Djamel Boukrine.
«Nous ne demandons pas à la France de bombarder le
Maroc comme elle le fait en Libye».«Nous espérons voir le Conseil de
sécurité décider un mécanisme de surveillance et de contrôle des droits
de l’homme au Sahara Occidental», déclare Abdelkader Taleb Omar, le
Premier ministre sahraoui, en marge du 6e congrès de l’Union nationale
des femmes sahraouies (UNFS) qui a clôturé ses travaux hier à
Aousserd.Cet appel, le énième du genre, sera-t-il entendu vendredi
prochain par l’instance onusienne lors de sa réunion pour proroger le
mandat de la Minurso, mission des Nations unies pour un référendum au
Sahara Occidental? Peu probable. Tout comme l’adoption d’une résolution
pour l’organisation d’un référendum d’autodétermination promis aux
Sahraouis par l’ONU en 1991 selon lequel «le peuple du Sahara Occidental
choisira, librement et démocratiquement, entre l’indépendance et
l’intégration au Maroc». Fait nouveau, les responsables sahraouis
souhaitent cette fois voir le Conseil de sécurité renouveler le mandat
de la Minurso pour six mois seulement et non pour une année, comme il
est d’usage depuis la création de ce mécanisme onusien.Le prochain
congrès du Polisario pourrait opter pour le recours à l’action armée.

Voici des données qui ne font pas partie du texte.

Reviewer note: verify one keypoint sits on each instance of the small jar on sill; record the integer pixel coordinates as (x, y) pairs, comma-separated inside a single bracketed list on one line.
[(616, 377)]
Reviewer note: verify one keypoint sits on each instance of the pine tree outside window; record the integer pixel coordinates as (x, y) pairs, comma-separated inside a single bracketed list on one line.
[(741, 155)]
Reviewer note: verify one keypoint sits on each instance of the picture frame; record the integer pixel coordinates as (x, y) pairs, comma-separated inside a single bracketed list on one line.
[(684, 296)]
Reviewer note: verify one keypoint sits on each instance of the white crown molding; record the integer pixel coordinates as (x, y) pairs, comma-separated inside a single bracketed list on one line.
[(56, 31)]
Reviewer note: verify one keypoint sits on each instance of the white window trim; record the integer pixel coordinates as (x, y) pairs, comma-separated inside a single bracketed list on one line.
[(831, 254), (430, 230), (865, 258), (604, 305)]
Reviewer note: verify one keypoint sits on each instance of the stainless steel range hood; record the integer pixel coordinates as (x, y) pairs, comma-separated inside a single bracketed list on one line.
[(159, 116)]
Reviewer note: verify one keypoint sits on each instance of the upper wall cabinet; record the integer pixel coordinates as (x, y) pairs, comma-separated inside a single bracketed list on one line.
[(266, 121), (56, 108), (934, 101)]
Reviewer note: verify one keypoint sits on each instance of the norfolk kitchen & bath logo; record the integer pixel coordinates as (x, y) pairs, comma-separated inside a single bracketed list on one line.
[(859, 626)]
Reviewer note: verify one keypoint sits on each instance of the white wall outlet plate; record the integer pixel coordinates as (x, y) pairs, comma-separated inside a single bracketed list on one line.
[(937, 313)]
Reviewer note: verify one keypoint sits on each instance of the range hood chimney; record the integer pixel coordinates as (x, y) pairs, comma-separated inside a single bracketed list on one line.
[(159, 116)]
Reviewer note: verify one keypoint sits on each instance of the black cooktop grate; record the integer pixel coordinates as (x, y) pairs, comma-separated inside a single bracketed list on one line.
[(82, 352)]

En
attendant ce congrès, les Quinze discutent sur la possibilité de
confier au Haut commissariat pour les réfugiés installé à Genève la
surveillance des droits de l’homme au Sahara Occidental.Raison de cette
réponse «honteuse» : la France, la patrie des droits de l’homme et dont
l’engagement pour la défense des droits de l’homme dans le monde et des
«révoltes arabes» est connu, s’oppose, dans la continuité de sa
«relation privilégiée» avec le Palais royal, à tout élargissement de la
Minurso. Même si de l’avis de tous les connaisseurs de ce vieux conflit,
un changement de cap de la position française pourrait faire avancer
les négociations entre le Maroc et le Front Polisario, sous les auspices
de Christopher Ross et enlever à la Minurso sa singularité : celle de
la seule mission de maintien de la paix de l’ONU à ne pas avoir une
composante «droits de l’Homme» dans son mandat. Omar Mansour, le
représentant du Front Polisario en France, appelle Paris à revoir sa
position comme elle l’a revue lors de la «révolution du Jasmin» en
Tunisie.«Nous ne demandons pas à la France de bombarder le Maroc comme
elle le fait en Libye, au nom des droits de l’homme, mais d’exercer une
pression sur la monarchie marocaine afin de l’amener à respecter les
droits de l’homme bafoués dans les territoires occupés», dit-il.